The attack was one of the most violent in the area since the March 2020 ceasefire in the northwest between Turkey and Russia, allies of the opposition and the Syrian government, respectively. The ceasefire was repeatedly broken, and government forces often vowed to take back territories still outside their control.
Meanwhile, in the central city of Hama, an explosion in an arms depot has killed six pro-government militants, according to the Syrian Observatory for Human Rights, an observer of the opposition war.
While fighting is still raging in the northwest, Assad’s forces now control much of Syria after military support from his allies, Russia and Iran, helped tilt the balance of power in his favor. Meanwhile, American and Turkish troops are stationed in parts of the north of the country.
In recent years, attacks like Wednesday have been rare in Damascus. One of the most recent major explosions occurred in 2017, when suicide bombers struck a courthouse and a restaurant, killing about 60 people. The attacks were stated by the militants of the Islamic State group. The extremist organization has not held territory in Syria since 2019, but continues to pose a threat to sleeping cells, mostly hiding in the vast Syrian desert.

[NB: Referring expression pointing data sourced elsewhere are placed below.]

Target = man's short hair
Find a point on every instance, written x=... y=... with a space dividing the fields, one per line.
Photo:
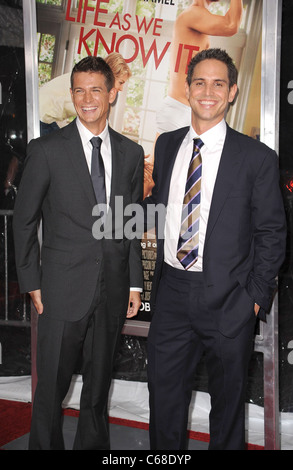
x=94 y=64
x=218 y=54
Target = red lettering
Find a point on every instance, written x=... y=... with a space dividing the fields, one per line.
x=157 y=26
x=126 y=28
x=82 y=40
x=143 y=24
x=67 y=17
x=86 y=8
x=153 y=49
x=99 y=37
x=136 y=46
x=100 y=10
x=115 y=21
x=191 y=49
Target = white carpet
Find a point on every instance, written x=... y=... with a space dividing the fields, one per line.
x=129 y=400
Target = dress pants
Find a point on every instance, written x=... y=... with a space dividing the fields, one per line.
x=61 y=345
x=182 y=329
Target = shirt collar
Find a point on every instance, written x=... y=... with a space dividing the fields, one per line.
x=86 y=134
x=211 y=137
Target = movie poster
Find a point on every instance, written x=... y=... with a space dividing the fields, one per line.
x=156 y=39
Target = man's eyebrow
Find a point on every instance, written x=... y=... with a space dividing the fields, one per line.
x=215 y=79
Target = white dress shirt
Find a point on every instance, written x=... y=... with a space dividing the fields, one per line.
x=106 y=152
x=211 y=153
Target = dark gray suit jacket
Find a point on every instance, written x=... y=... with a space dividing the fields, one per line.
x=246 y=232
x=56 y=184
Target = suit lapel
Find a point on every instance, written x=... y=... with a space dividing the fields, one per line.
x=229 y=164
x=74 y=150
x=118 y=161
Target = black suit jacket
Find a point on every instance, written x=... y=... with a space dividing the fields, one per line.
x=246 y=231
x=57 y=185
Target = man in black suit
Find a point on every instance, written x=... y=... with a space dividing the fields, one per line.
x=83 y=284
x=208 y=292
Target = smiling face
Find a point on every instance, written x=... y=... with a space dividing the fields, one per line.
x=91 y=99
x=209 y=94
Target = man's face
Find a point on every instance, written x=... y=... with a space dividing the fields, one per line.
x=91 y=99
x=209 y=94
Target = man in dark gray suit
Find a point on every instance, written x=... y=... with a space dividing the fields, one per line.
x=82 y=285
x=209 y=290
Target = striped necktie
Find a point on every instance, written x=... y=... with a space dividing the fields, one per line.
x=98 y=171
x=187 y=250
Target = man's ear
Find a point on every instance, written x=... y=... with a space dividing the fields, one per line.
x=112 y=95
x=233 y=92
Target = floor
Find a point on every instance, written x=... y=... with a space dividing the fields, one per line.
x=122 y=438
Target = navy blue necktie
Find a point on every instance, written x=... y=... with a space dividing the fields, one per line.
x=187 y=250
x=98 y=171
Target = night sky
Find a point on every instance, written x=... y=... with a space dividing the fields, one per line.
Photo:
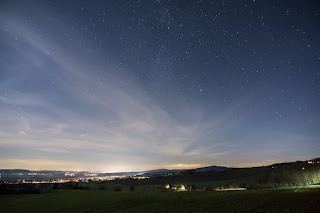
x=135 y=85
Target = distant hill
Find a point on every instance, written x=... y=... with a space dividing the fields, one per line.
x=279 y=174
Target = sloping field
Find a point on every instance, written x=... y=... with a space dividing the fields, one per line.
x=262 y=200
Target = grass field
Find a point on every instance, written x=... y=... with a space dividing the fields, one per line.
x=302 y=199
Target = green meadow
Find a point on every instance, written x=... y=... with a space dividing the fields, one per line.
x=289 y=199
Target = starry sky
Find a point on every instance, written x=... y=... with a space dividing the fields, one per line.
x=135 y=85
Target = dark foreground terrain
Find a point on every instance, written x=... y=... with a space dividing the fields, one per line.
x=293 y=199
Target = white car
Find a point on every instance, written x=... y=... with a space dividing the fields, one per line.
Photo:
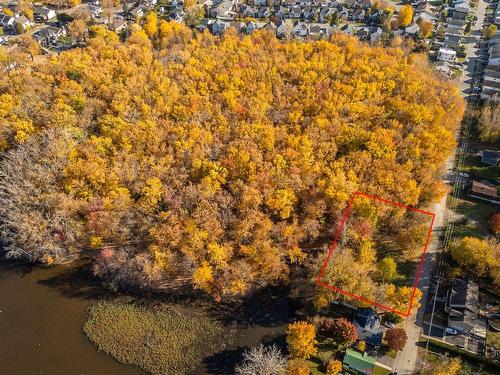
x=451 y=331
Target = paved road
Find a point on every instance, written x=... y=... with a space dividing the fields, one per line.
x=407 y=361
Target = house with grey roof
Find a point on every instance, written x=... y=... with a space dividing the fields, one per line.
x=462 y=305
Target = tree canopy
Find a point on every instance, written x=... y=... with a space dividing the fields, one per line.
x=176 y=157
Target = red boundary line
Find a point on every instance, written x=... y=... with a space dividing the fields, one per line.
x=337 y=236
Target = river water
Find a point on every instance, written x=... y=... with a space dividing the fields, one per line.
x=42 y=311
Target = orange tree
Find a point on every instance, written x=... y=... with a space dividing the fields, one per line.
x=301 y=339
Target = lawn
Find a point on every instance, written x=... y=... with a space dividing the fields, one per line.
x=160 y=342
x=475 y=215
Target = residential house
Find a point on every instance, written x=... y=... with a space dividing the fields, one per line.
x=358 y=15
x=176 y=14
x=446 y=54
x=362 y=363
x=490 y=157
x=263 y=12
x=320 y=30
x=461 y=11
x=347 y=29
x=367 y=321
x=95 y=10
x=204 y=24
x=444 y=67
x=485 y=191
x=491 y=89
x=219 y=26
x=247 y=11
x=300 y=29
x=284 y=28
x=43 y=13
x=222 y=10
x=412 y=29
x=7 y=22
x=296 y=12
x=23 y=23
x=49 y=35
x=136 y=12
x=357 y=362
x=118 y=25
x=462 y=305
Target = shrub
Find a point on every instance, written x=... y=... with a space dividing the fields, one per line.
x=334 y=367
x=301 y=339
x=297 y=367
x=393 y=318
x=495 y=223
x=340 y=330
x=159 y=342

State media initially described the attack in Damascus as a roadside bombing. But they later quoted an unnamed Syrian military official as saying there were bombs attached to the outside of the car. According to the official, the third bomb fell from the bus and was disassembled by the military. The government is characterized by the dissemination of information from anonymous sources in the state media. It was unclear if all of the victims were bus passengers.

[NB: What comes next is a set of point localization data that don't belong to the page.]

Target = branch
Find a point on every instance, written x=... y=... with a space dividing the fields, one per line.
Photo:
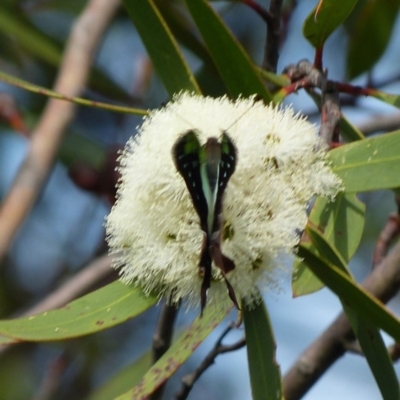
x=75 y=287
x=387 y=236
x=163 y=337
x=189 y=380
x=46 y=138
x=383 y=283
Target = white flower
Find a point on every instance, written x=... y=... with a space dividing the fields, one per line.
x=154 y=229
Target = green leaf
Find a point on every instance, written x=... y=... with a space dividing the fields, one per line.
x=325 y=17
x=97 y=311
x=265 y=375
x=341 y=221
x=370 y=32
x=352 y=294
x=31 y=40
x=349 y=132
x=161 y=46
x=235 y=68
x=342 y=224
x=368 y=336
x=376 y=354
x=369 y=164
x=177 y=354
x=12 y=80
x=327 y=251
x=124 y=380
x=303 y=280
x=28 y=36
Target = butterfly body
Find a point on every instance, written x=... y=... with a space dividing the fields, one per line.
x=206 y=171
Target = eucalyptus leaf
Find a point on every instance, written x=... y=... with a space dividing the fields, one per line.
x=161 y=46
x=97 y=311
x=177 y=354
x=234 y=65
x=370 y=164
x=265 y=375
x=325 y=17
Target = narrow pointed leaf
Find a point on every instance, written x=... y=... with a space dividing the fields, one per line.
x=161 y=46
x=12 y=80
x=370 y=164
x=352 y=294
x=375 y=352
x=234 y=65
x=35 y=43
x=368 y=335
x=342 y=224
x=123 y=380
x=97 y=311
x=325 y=17
x=265 y=375
x=177 y=354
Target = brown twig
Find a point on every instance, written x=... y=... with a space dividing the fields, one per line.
x=189 y=380
x=305 y=75
x=163 y=337
x=78 y=285
x=383 y=283
x=80 y=48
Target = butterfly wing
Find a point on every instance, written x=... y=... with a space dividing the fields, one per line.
x=186 y=155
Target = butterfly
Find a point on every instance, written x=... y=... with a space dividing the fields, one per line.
x=206 y=170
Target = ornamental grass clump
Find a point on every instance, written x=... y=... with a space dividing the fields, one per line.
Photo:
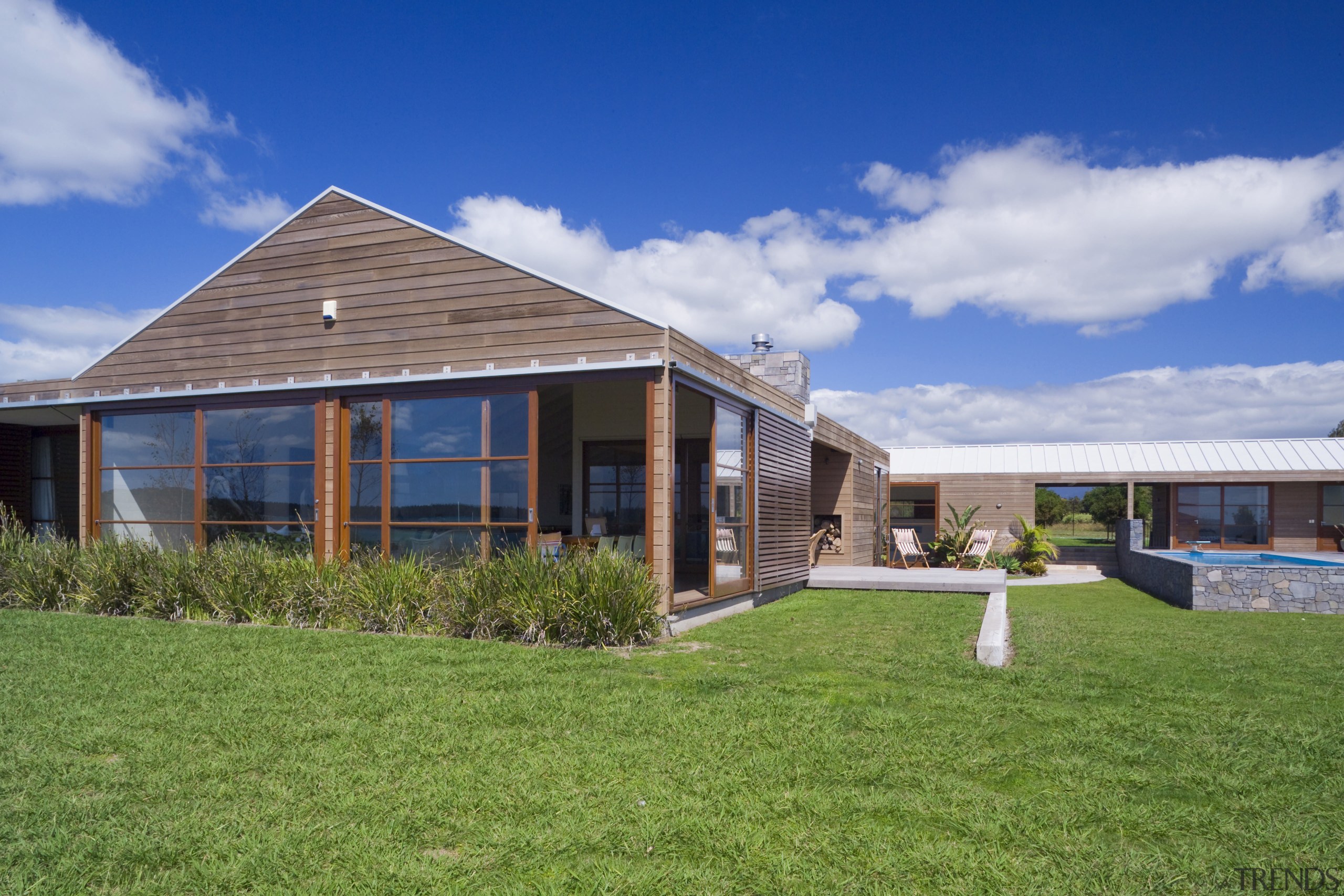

Shelling in the northwest on Wednesday hit the city of Ariha in Idlib province, which is largely controlled by rebel groups, including the dominant Hayat Tahrir al-Sham, once associated with al-Qaeda.
The Syrian Civil Defense, also known as the White Helmets, reported that in addition to 10 killed, 20 more were injured when dozens of shells fell into the city. According to rescuers, they are still looking for survivors among the wreckage.
The conflict in Syria began in March 2011, killing between 350,000 and 450,000 people and displacing half of the country’s population, including 5 million refugees abroad.
On Wednesday, New York-based Human Rights Watch called on countries in the region and Europe that host Syrian refugees to stop forcing them to return to the war-torn country. The human rights group said that while active fighting may have diminished in recent years, the Syrian government continues to pursue the same violations against the citizens that drove them to flee in the first place.
In its report, HRW said it documented 21 cases of arrest and arbitrary detention, 13 cases of torture, three abductions, five extrajudicial executions, 17 enforced disappearances and one case of alleged sexual violence among 65 refugees or their families interviewed.
“The heavy tales of torture, enforced disappearance and ill-treatment of refugees who have returned to Syria should make it clear that Syria is not safe to return,” said Nadia Hardman, refugee and migrant rights researcher at HRW.
Mru reported from Beirut. Associated Press writer Sarah El Deeb from Beirut also contributed.